Visiblement affecté par cet épisode, il l'évoque dès le lendemain, lors de la traditionnelle réunion du matin à l'Elysée. Et dans la foulée, il rédige un rapport destiné au président de la République. "Une note velue", selon un autre conseiller qui croitsavoir que l'affaire s'est conclue par une convocation d'Alexandre Djouhri devant Nicolas Sarkozy. En tout cas, un haut fonctionnaire rappelle l'homme d'affaires à plus de circonspection...
Sa rancune à l'égard de Patrick Ouart trouve en fait son origine dans les coulisses d'un procès retentissant: celui de l'Angolagate, jugé au palais de justice de Paris du 6 octobre 2008 au 4 mars 2009. Claude Guéant, secrétaire général de l'Elysée, surveille alors avec attention les péripéties du dossier. Les débats portent sur des ventes d'armes à l'Angola et sur les commissions versées à cette occasion, évaluées à plus de 790 millions de dollars. Les faits les plus anciens remontent à 1993 mais ils ont une résonance très actuelle: le pays figure parmi les plus gros producteurs de pétrole brut du continent. Et les sociétés françaises y sont très implantées.
Le régime de Luanda suit tout aussi attentivement que Claude Guéant les démêlés judiciaires d'un acteur clef du dossier, Pierre Falcone. En 2003, cet intermédiaire français a été nommé ambassadeur de l'Angola auprès de l'Unesco. Une manoeuvre manifestement destinée à le protéger juridiquement.
De manière très prosaïque, l'Elysée envisage tous les scénarios, y compris celui qui permettrait de sauver la mise de Falcone, le "protégé" des Angolais, en retirant la plainte du gouvernement. Ne pourrait-il pas, par exemple, bénéficier de l'immunité diplomatique? Patrick Ouart fait valoir ses réserves sur ce point, et sur l'ensemble du dossier. Il prévient que les preuves recueillies contre Falcone conduiront vraisemblablement à sa condamnation. Selon lui, toute tentative d'intervention de l'exécutif sur le tribunal ajouterait la "défaite au déshonneur". De son côté, l'homme d'affaires Alexandre Djouhri se dépense sans compter pour relayer les exigences angolaises, en particulier auprès de Claude Guéant.
En octobre 2009, le marchand d'armes, confiant, quitte la Chine, où il réside désormais, pour assister à son jugement devant le tribunal correctionnel de Paris. De toute évidence, il a obtenu l'assurance de n'être pas incarcéré. Mais, coup de théâtre, le 27 octobre, le président Jean-Baptiste Parlos annonce à un Falcone sonné sa condamnation à six ans d'emprisonnement et son arrestation à l'audience... Dès le 3 décembre, le parquet général tente une dernière démarche pour sauver le soldat Falcone en soutenant la demande de remise en liberté du condamné. En vain.
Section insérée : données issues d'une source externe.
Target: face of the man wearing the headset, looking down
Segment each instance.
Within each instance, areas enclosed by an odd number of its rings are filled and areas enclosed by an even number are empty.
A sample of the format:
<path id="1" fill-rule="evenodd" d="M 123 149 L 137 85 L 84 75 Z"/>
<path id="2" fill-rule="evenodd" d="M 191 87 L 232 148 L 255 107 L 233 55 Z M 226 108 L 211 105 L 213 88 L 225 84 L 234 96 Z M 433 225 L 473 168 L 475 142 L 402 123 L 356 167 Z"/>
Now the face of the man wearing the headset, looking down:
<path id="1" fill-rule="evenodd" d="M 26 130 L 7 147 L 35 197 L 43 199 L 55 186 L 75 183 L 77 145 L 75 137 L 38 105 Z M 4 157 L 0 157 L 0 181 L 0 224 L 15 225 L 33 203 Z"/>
Ces décisions de justice provoquent des remous jusqu'à l'Elysée, où Patrick Ouart, désormais en opposition ouverte à Claude Guéant, refuse de s'occuper plus avant du dossier Falcone. L'attitude du conseiller aurait provoqué la fureur d'Alexandre Djouhri. En plus des menaces physiques, il aurait traité le magistrat de "raciste" et d'"Afrikaner", en référence aux partisans de l'apartheid en Afrique du Sud.
"Du pur délire! Il n'y a jamais eu de menaces, assure à L'Express l'avocat d'Alexandre Djouhri, Me Pierre Cornut-Gentille. Ces rumeurs servent avant tout à régler des comptes. Alexandre Djouhri a toujours cherché à préserver des intérêts nationaux et non les intérêts particuliers." Malgré ce démenti et le départ de Patrick Ouart, revenu au groupe de luxe LVMH en janvier dernier, le malaise est loin d'être dissipé. Beaucoup s'interrogent sur la place grandissante prise par "M. Alexandre" à l'Elysée.